Let’s hypothesize that a Prelate were to say “After carefully weighing all the evidence I have concluded that non-white people are inferior in intellect to whites”–and then, in response to the ensuing uproar, said “I’m sincerely sorry that my opinion has offended people”–it would be clear that the Prelate’s opinion had not changed. Now, we are all entitled to our views–but it is perfectly reasonable for the Church in which this Prelate occupies a position of authority and power would want to dissociate itself from the odious opinion in question. So, too, in this instance. Bishop Williamson, who has also suggested that The Protocols of the Elders of Zion is authentic, and made similarly repellant statements about women, ought to be free to think whatever he likes–but NOT as a high-ranking part of the Roman Catholic Church. To insist, as some have done, that there’s no evidence that Williamson is antisemitic is pure sophistry. Williamson is exactly what he shows himself to be and as such, should not be an official part of one ofn the world’s major religions.

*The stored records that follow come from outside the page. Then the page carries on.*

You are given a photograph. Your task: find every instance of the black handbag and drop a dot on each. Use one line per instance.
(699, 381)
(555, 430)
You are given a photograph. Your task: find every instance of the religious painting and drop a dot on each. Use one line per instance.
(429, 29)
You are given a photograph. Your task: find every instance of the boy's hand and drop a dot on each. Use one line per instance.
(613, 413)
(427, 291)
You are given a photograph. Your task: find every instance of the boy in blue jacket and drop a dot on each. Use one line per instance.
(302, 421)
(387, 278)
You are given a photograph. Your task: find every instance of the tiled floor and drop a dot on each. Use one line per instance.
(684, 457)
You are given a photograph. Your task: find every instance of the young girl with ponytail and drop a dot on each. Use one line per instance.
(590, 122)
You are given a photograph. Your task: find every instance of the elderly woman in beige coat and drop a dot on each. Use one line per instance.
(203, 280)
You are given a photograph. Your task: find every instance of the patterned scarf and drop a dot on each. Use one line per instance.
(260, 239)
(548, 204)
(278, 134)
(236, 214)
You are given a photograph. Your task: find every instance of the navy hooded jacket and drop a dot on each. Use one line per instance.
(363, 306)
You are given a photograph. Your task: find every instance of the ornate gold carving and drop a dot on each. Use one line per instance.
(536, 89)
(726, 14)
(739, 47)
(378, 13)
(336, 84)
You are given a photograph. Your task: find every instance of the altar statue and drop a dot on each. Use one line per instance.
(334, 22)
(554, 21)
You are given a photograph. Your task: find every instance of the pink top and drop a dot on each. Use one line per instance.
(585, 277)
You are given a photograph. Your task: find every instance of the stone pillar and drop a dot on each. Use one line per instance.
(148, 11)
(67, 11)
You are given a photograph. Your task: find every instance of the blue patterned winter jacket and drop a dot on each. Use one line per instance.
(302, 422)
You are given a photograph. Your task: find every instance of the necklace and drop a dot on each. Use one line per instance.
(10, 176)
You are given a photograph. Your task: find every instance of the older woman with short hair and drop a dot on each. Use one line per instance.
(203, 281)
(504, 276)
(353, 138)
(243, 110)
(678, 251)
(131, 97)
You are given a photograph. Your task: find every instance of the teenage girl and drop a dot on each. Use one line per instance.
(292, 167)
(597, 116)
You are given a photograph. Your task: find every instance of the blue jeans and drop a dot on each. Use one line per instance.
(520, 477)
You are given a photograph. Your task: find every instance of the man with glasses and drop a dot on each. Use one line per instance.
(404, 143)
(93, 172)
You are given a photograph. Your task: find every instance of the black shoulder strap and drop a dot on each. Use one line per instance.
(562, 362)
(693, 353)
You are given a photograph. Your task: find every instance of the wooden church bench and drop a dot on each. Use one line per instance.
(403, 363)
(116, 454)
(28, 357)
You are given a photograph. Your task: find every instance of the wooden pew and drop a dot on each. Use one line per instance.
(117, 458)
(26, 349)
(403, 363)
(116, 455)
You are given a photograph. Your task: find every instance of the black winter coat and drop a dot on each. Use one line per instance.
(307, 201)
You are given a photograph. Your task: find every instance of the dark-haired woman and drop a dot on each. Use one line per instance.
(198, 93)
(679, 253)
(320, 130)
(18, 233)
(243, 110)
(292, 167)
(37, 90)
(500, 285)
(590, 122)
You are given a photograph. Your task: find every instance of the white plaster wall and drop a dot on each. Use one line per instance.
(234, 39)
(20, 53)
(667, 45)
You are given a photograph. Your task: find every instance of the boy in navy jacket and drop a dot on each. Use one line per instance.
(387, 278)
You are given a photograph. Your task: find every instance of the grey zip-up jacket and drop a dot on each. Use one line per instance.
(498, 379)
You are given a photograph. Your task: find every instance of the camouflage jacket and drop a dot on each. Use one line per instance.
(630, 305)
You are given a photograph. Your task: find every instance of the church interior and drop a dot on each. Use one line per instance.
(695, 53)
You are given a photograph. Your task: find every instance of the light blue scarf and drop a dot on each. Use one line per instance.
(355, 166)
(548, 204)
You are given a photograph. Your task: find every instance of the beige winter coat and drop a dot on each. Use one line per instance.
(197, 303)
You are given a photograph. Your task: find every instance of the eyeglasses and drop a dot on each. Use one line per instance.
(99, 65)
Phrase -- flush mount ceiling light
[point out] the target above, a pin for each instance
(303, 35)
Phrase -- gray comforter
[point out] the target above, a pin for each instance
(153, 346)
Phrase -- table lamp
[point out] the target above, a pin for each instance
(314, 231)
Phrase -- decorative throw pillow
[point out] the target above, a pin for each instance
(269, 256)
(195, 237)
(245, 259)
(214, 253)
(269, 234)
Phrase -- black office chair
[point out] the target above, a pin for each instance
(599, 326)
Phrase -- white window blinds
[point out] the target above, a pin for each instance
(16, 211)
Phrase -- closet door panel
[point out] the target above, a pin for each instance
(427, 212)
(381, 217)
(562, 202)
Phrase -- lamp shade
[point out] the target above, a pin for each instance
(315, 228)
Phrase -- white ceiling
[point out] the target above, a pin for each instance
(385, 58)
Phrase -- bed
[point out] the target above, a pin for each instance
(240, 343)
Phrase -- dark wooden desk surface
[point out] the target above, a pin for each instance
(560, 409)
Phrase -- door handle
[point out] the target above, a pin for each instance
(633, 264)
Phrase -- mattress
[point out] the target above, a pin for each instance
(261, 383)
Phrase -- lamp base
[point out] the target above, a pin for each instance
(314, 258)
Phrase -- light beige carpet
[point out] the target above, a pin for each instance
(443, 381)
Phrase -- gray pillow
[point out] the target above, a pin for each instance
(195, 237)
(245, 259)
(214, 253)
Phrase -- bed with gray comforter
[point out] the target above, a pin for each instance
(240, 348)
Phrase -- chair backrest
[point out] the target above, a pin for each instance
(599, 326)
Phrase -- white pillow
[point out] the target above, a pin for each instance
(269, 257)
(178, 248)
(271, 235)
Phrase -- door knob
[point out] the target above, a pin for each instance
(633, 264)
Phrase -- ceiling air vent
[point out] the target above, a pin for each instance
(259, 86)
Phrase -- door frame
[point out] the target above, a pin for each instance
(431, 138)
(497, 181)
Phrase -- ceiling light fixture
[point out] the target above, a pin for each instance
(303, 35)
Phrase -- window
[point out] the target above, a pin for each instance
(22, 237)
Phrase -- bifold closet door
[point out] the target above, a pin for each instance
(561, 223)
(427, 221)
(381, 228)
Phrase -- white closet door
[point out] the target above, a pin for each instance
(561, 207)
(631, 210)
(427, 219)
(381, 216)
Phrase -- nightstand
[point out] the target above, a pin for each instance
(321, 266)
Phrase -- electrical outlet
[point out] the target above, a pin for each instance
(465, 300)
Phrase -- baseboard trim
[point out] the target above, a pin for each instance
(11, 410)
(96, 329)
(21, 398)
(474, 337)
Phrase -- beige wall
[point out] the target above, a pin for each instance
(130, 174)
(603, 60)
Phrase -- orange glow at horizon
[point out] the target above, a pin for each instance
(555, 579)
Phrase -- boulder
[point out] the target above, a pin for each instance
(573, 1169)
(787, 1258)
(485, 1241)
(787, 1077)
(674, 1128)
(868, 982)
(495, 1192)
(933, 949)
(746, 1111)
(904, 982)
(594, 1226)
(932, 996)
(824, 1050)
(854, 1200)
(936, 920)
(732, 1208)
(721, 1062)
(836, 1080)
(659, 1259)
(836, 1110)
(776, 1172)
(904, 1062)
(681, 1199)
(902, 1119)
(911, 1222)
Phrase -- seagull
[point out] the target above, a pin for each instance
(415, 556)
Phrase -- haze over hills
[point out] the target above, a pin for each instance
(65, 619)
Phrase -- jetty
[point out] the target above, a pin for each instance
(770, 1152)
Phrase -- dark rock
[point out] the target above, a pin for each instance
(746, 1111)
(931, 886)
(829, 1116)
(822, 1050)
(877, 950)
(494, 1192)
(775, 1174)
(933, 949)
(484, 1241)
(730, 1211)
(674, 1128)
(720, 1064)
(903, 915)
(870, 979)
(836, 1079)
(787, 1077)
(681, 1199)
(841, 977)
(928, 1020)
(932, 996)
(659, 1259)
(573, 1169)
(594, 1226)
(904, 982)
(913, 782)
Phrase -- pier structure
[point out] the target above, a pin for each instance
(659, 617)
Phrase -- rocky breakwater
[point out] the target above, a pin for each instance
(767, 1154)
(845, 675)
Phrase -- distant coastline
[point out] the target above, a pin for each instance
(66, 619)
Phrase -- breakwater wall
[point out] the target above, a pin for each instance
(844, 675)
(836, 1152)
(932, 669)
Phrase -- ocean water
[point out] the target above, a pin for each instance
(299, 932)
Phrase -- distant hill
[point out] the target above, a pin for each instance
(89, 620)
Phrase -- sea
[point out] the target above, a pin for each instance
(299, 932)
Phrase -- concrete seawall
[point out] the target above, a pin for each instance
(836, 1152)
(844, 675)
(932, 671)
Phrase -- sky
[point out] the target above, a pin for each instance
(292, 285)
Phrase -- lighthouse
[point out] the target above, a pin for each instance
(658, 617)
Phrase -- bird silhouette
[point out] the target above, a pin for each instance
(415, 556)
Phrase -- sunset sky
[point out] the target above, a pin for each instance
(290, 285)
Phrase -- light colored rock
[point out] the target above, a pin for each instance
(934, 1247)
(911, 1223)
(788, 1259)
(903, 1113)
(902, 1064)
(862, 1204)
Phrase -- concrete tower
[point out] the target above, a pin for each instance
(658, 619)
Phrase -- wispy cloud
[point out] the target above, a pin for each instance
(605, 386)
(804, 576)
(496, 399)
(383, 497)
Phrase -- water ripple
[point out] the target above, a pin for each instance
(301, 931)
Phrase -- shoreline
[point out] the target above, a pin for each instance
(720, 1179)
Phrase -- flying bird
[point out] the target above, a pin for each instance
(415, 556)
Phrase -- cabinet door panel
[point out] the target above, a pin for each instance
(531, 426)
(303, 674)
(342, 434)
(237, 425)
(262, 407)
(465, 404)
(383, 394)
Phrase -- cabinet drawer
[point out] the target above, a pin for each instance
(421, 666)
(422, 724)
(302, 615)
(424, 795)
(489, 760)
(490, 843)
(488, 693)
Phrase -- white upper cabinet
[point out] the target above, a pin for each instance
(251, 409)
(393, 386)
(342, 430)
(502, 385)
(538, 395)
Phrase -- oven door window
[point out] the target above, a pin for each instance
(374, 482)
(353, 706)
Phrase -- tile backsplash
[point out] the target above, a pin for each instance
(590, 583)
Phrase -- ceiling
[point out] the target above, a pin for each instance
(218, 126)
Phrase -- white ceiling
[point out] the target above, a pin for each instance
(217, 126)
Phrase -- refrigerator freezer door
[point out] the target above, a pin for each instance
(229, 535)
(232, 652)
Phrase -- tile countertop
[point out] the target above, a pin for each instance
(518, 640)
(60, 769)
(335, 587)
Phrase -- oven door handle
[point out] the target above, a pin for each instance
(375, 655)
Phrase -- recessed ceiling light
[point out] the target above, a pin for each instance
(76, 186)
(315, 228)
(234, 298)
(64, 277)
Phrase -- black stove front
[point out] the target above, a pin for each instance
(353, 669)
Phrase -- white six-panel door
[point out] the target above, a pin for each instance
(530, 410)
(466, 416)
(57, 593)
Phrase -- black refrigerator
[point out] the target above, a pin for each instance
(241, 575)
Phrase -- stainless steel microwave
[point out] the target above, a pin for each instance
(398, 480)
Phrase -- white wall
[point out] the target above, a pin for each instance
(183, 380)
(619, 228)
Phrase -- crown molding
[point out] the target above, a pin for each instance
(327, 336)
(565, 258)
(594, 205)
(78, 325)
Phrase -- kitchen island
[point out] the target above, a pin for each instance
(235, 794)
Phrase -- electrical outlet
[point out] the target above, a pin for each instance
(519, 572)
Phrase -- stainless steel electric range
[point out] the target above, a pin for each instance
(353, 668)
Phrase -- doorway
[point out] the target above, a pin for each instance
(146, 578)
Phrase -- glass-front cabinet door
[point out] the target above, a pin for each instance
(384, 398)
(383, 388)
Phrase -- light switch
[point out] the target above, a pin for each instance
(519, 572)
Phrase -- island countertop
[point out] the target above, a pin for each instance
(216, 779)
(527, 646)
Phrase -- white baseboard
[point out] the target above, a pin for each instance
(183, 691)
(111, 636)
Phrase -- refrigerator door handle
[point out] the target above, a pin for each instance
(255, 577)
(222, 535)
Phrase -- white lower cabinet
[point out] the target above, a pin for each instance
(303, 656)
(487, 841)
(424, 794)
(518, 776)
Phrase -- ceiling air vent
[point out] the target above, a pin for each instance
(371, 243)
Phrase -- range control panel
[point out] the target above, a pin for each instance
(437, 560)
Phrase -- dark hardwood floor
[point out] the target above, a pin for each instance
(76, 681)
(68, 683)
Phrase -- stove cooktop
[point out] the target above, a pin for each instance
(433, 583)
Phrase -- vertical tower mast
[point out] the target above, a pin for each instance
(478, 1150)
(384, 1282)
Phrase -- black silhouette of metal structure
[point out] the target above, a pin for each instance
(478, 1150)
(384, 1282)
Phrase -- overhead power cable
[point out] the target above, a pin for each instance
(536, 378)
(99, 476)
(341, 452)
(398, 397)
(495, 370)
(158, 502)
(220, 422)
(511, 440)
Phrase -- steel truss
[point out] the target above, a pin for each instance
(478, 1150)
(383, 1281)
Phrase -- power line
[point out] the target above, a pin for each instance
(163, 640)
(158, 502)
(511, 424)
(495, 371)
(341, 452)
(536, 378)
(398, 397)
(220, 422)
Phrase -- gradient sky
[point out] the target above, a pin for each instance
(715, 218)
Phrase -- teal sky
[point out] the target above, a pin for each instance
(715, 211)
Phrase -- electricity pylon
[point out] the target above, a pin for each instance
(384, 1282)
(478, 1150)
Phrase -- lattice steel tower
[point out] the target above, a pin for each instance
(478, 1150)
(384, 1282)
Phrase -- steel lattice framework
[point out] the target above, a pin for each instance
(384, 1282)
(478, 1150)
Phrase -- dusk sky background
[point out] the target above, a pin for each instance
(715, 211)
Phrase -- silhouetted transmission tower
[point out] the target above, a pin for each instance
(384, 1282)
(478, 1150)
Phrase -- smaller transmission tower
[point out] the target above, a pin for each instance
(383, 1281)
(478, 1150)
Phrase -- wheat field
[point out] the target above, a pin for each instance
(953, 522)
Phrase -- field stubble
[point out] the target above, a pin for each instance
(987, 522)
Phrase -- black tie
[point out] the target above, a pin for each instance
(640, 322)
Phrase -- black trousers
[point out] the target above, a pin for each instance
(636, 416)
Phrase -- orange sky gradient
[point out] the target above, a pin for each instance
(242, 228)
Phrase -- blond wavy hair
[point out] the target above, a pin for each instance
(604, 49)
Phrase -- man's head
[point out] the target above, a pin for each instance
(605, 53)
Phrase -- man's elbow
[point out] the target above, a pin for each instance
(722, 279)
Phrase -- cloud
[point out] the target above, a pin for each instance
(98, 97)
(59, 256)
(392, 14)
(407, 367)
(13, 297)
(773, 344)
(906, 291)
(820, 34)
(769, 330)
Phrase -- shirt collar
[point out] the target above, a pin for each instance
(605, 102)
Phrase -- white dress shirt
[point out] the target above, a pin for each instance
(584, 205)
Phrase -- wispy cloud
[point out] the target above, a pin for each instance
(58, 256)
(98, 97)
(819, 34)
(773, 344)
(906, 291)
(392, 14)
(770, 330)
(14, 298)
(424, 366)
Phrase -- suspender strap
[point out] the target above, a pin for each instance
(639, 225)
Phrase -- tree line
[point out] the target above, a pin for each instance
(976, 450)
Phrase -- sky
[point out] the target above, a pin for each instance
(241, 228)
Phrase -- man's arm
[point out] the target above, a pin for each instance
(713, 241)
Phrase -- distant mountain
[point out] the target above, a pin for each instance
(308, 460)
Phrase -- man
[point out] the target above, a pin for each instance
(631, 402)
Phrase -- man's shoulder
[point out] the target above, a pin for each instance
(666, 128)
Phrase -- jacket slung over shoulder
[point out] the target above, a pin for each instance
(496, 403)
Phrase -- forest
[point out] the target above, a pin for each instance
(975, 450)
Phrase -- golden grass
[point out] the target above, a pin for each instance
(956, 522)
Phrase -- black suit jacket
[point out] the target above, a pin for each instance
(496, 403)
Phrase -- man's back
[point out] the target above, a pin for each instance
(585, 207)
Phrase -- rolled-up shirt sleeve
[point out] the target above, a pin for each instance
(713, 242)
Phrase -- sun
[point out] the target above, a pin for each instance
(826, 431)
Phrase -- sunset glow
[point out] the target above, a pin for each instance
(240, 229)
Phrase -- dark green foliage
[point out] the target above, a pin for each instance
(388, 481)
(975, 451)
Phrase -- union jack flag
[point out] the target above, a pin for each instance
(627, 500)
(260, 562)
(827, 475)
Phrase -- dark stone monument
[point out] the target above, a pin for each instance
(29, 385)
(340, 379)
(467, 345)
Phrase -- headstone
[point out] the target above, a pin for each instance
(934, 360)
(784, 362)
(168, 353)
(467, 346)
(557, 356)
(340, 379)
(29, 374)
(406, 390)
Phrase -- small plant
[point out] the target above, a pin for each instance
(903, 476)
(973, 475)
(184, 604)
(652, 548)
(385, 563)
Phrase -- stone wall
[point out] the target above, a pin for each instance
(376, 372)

And if it’s true that the Prelate hasn’t changed his opinion one jot — and who ever actually changes a long-held opinion simply because someone in authority demands it? — then why would the Pope, or anyone else, take comfort in Bishop Williamson’s recantation? Why would they “grant” forgiveness for what they know is a disingenuous disavowal?
It’s like people who force their children to “say you’re sorry. Say you’re sorry or else!” What a complete bunch of shit! I scoff at the simpletons who won’t do the hard work of disabusing a child of an erroneous notion and will instead grant absolution for a superficial apology.
By all means, Bishop Williamson, RECANT. And do it with a snotty smirky supercilious countenance that will have Pope Whatshisname shouting from the pulpit, “You wipe that look off your face or I’ll do it for you!”
This whole dispute, if you will call it that?, only goes to show that there are multiple forms of Holocaust denial, and that people who deny Holocausts in which they play a part in making often go at each other coming from multiple angles.
The Zionists (Christian and Jewish both), makers of many of their own Holocausts (Palestine and Iraq to mention just two) go after the Pope to put pressure on this Bishop. Well the Pope is a denier of the Catholic role in many Holocausts, the Nazi one being big in this regard. He hypocritically goes after the Bishop, who is a denier of the scope of the Nazi Holocaust in WW2. And I guess the Roma people, the Native Americans, and the Black community of multiple nations all look on in total disbelief?
Speaking of another Holocaust denial. That is the trial of Khmer Rouge Cambodian officials, while the UN which enabled Henry Kissinger to slaughter hundreds of thousands of Cambodians presides over this farcical charade. The world press, which printed all the lies enabling US intervention against the peoples of SE Asia, reports the doings all with a straight face!
Is there no place in the church for anti-Semitism? It’s a fundamental principle according to the pre-Vatican II holdouts, although not in the bigoted sense. If all religions believe in the supremacy of their claim to know the right god –some even advertising that their salvation will be to the exclusion of others– maybe the only place for anti-denominational discrimination is a church.